Of course, you can’t say you’ve been to Milan if you didn’t shop (or window shop), so I headed for 10 Corso Como, one of the coolest shops in town. It’s a “curated” shop of fashion, music, books and food all located inside rooms inside a courtyard. Oh yes, there’s even a hotel called 3 Rooms – because it really has only 3 rooms/suites.







In addition to the main shop on Corso Como, there is also an outlet not too far away by Garibaldi Station, located at the end of a bizarre street. If you look hard enough you may find some bargains, sometime at 40% off retail. For me, the outlets around Milan are much better. That’s coming in the next post.



After all of the walking, it was finally time for dinner. I had made reservations at a restaurant called Erba Brusca, which is headed by chef Alice Delcourt, who was born in France to a British mother and a French father, but has been in Italy for some time. The restaurant is actually located at the southern edge of the city, but you can still get to it via the metro (MM2 Abbiategrasso), and then with a 15-20 minute walk to the Naviglio Pavese, and you’ll see the restaurant.

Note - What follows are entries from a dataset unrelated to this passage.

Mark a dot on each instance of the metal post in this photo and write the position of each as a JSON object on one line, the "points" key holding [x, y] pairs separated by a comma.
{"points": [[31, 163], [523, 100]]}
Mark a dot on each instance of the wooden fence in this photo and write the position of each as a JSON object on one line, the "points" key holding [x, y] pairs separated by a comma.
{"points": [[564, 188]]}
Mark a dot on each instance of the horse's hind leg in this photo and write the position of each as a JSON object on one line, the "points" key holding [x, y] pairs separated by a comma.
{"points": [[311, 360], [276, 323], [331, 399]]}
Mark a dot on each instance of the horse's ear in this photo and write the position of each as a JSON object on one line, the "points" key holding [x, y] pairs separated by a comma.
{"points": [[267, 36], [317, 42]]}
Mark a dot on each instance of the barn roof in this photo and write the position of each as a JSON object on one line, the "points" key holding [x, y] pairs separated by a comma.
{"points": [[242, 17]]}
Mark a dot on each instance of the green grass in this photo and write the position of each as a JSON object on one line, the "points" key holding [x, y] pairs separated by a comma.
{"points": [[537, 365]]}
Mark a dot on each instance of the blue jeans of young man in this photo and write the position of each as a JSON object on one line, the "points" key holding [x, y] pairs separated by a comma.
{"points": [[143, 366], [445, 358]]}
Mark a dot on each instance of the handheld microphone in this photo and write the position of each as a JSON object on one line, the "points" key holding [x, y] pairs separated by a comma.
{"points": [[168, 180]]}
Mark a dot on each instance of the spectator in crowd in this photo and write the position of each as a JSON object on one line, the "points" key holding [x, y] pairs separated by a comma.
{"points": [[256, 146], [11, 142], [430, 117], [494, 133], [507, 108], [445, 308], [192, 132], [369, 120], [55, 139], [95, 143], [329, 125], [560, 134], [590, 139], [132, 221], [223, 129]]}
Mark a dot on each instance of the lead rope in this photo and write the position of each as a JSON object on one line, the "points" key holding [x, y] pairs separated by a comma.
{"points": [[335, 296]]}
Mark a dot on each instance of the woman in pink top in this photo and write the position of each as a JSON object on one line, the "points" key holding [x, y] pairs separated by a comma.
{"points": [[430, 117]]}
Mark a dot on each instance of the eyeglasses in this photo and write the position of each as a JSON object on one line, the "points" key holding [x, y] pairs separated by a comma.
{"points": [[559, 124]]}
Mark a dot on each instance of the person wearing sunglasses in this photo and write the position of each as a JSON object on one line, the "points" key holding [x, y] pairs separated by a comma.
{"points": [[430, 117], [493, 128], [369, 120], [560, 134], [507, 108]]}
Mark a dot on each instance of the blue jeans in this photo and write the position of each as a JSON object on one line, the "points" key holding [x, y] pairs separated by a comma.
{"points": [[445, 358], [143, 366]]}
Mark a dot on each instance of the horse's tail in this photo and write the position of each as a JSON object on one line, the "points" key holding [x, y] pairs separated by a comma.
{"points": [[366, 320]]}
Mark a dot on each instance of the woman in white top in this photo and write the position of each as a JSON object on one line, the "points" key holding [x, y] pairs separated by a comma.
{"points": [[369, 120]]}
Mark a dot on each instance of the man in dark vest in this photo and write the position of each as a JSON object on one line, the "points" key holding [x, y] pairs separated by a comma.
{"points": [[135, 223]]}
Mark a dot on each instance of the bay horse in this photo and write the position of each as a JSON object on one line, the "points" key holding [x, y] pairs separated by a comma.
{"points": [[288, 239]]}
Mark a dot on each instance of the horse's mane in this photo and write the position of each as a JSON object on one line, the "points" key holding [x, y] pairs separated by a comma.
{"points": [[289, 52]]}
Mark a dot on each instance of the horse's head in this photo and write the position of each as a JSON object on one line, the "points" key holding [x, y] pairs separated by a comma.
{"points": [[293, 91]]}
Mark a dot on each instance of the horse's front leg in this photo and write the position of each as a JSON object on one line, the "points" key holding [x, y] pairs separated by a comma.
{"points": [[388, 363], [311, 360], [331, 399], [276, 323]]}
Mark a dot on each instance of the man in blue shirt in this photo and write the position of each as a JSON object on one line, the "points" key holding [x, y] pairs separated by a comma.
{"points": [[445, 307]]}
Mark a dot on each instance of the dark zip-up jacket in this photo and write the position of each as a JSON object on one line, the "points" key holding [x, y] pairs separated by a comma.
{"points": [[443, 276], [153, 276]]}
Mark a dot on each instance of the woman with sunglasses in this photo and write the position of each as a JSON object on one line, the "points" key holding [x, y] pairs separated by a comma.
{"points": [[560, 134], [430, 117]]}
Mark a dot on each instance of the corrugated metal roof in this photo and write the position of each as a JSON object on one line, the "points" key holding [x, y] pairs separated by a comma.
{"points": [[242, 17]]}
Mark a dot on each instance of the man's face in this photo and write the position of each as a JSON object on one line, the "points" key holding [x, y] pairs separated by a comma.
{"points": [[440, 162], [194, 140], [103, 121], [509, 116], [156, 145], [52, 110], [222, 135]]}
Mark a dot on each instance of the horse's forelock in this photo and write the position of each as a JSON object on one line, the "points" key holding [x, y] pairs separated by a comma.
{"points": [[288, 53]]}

The food. What can I say about the food? It was delicious. Alice came out to explain the Italian menu in English – nearly item by item. We had come across a vegetable called “agretti” and had absolutely no clue what it was, so she brought some out for some sampling 🙂 They actually do grow their own herbs and some vegetables right behind the restaurant.

Okay, enough of the talking, so here are some photos of the wonderful food.

Agretti Saltati


Risotto con Foie Gras

Pollo di Moncucco

Tarte Tatin

The walk back to the train station was a great way to get some after-dinner exercise before bed, ready for tomorrow’s trek to the outlet.